4.グルコン酸クロルヘキシジン(CHG)
・グラム陽性菌や陰性菌を含め広い抗菌性を有する。
・歯面に吸着してプラークの再付着を抑制することが知られており、海外では洗口剤として広く応用
されている。
・グルコン酸クロルヘキシジンの歯周治療への応用に関しては多くの研究があるが、その濃度は0.12~
0.2%である。
・本邦ではグルコン酸クロルヘキシジンによるアナフィラキシーショック例が報告されたことから、
洗口液のグルコン酸クロルへキシジンは原液濃度で0.05%までに規制されている。実際にはこれを
希釈して使用するため、0.01%程度の濃度で応用されることが多い。
5.塩化セチルピリジウム(CPC)
・低濃度でも菌体に静電気的に結合することで効果があり、毒性や刺激は少ない。
・グルコン酸クロルヘキシジン同様に歯面に吸着してプラークの再形成を抑制し、歯肉炎の予防に効果
があることが報告されている。
6.エッセンシャルオイル(EO)
・殺菌作用の他に、抗炎症作用を示す。
・エッセンシャルオイルを主成分とした洗口剤にリステリン®があり、リステリン®︎のバイオフィルム
内浸透速度を調べた研究では、グルコン酸クロルヘキシジンよりも4.89倍早かったことが報告されて
いる。
まとめ
洗口剤にはプラークの形成を抑制する作用や、歯肉の炎症を抑制する作用があることはわかっています
が、あくまでも機械的なプラークコントロールの補助として考えるべきであることを留意して
おきましょう。 もっとも大事なのは機械的なブラッシングによってプラークを除去することです。

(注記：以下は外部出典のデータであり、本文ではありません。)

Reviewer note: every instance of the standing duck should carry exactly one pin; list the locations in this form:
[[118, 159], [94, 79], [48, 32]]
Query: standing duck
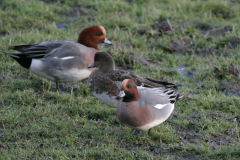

そのうえで、洗口剤を併用することでさらなる良好な口腔衛生状態を得ることができ、患者さんに
よってはそのおかげで歯肉炎を予防することができます。 また、グルコン酸クロルへキンジンに関して
は、日本で扱えるものは海外で効果があるとされているものよりも濃度がかなり低いため、同様の効果
は得られにくいことも忘れてはいけません。 以上の点を患者さんにも十分理解してもらってから、
適切な場面で適切な洗口剤を選択することで洗口剤の効果を最大限に引き出せるよう、エビデンスに
基づいた説明を行いましょう。
感想
患者さんから洗口剤について聞かれる事はよくあります。ふくだ歯科ではコンクールFを取り扱って
いるのでオススメする事が多いですが、患者さんに「市販の〇〇を使っているんだけど効果は無いのか
しら?」と質問される事もあり、はっきり回答出来なかった事もありました。 こちらから市販のものを
勧めることはあまり無いですが、患者さんが市販のものを使っている場合でもそれを否定せずにTBIや
アドバイスできるように効果や成分など理解しておきたいと思いました。